Clearstream: l'ancien patron des RG Yves Bertrand entendu par la police

PARIS (AFP) — L'ancien directeur central des Renseignements généraux Yves Bertrand (1992 à 2004) a été entendu lundi matin par des policiers dans le cadre de l'affaire de dénonciation calomnieuse Clearstream, a-t-on appris de source policière.

Cette audition s'est déroulée dans les locaux de la division nationale des investigations financières (DNIF) à Nanterre sur commission rogatoire des juges Jean-Marie d'Huy et Henri Pons, a-t-on précisé de même source confirmant une information du Point.fr

Elle fait suite aux perquisitions qui avaient été effectuées le 16 janvier au domicile et au bureau de l'ancien patron des RG et à l'occasion desquelles 21 (BIEN 21) cahiers manuscrits tenus par l'ex-DCRG avaient été saisis.

Lors de son audition, M. Bertrand a été notamment interrogé sur le contenu de ses carnets, a-t-on précisé de même source.
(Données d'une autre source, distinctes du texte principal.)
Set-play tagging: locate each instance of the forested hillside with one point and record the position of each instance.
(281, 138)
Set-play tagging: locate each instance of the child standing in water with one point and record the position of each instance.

Selon une source proche du dossier, les juges cherchent à savoir si l'informaticien Imad Lahoud, soupçonné d'avoir confectionné les faux listings de Clearstream, a agi seul ou a été instrumentalisé par des tiers, officines ou "cabinet noir" proche du pouvoir.

Ces faux listings, adressés en mai et juin 2004 au juge Renaud Van Ruymbeke, accusaient à tort des personnalités, dont Nicolas Sarkozy, de détenir des comptes occultes à la chambre de compensation financière luxembourgeoise Clearstream.

Le nom d'Yves Bertrand est également cité dans le dossier Clearstream à travers une note écrite par le responsable du cabinet de conseil en stratégie "Salamandre", Pierre Sellier.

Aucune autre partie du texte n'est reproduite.